The past 4 months had been a real rollercoaster for DeFi tokens, at first rising impulsively during the summer, only to drop by more than 50% starting from mid-August. This bubble and its burst had very likely caught many people on the wrong foot, given that managing volatility and taking critical financial decisions under stress is difficult even for the most experienced individuals.
We’ve already talked about Decentralized Finance (DeFi) and its potential in 2020 2 months ago, but today we would like to focus on what could this bubble pop mean in the near term.
#1 Less capital locked in DeFi apps?
Increasing capital had been locked in DeFi apps and the media had been covering this news many times. As investors were conducting “yield farming”, attractive potential returns made possible thanks to DeFi acted as a catalyzer for capital pouring in. However, now that DeFi tokens are down substantially, we could start to witness a reduction in new investments, considering the market usually takes a long time to recover from a bear market. Still, a meaningful drop in DeFi interest can’t yet be spotted.
#2 Longer time needed to restore trust
Bubbles are extremely dangerous because of their long-lasting effects on the market’s psychology. In the beginning, euphoria and rapid rising in valuations are making market participants overconfident. They overleverage and take excessive risks, even though the higher the market goes, the higher the chances it will ultimately take a step back.
In a crypto market dominated by emotions, the self-reinforcing series of events leading to the bubble acts as a headwind when everything collapses. The trust restoration takes much longer, as it can be noticed from historical price developments. Bottoming formations are large mainly because trust is harder to build as compared to panic selling. It is possible to see crypto traders and investors focusing on other tokens that had been underperforming for months, in case risk sentiment will improve meaningfully again.
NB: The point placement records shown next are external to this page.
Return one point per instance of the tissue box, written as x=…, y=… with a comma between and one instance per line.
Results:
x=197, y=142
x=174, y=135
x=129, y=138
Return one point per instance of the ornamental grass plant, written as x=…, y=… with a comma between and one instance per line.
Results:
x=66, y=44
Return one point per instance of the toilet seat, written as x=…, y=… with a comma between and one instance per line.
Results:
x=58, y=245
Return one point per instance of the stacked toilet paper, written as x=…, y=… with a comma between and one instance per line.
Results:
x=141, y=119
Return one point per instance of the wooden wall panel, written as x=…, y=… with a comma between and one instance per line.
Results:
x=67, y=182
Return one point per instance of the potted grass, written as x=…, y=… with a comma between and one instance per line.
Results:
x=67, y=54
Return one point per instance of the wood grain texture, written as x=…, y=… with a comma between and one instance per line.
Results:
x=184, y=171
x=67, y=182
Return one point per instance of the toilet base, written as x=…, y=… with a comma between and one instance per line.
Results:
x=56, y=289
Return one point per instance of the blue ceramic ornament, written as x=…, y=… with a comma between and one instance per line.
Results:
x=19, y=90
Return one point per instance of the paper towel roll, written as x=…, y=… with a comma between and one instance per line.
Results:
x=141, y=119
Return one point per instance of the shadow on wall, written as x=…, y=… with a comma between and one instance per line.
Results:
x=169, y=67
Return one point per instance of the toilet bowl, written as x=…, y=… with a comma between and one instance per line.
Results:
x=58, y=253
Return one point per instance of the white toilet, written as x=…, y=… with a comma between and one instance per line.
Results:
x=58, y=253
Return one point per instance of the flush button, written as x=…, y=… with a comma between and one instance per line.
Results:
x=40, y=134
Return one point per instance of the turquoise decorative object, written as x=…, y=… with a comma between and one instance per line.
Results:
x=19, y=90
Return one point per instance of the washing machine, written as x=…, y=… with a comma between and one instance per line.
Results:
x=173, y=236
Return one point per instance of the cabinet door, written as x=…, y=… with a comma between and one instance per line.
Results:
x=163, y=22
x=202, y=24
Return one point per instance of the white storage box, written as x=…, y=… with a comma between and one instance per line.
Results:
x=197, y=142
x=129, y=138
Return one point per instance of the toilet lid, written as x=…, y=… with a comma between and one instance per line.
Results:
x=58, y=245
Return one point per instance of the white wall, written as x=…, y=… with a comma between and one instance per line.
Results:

#3 Attractive valuations for those who missed the first wave?
There had been a lot of buyers who missed the massive upward wave and now that we had a +50% bear market on most DeFi tokens, valuations are more attractive. Should these instruments start to rise again, it would be possible to find new opportunities to get involved in the DeFi growth.
Whether or not that would be the case it is hard to say right now, considering buyers are not so confident, judging by how tokens like Chainlink are performing. Erasing more of the losses in the weeks and months ahead would be a positive development.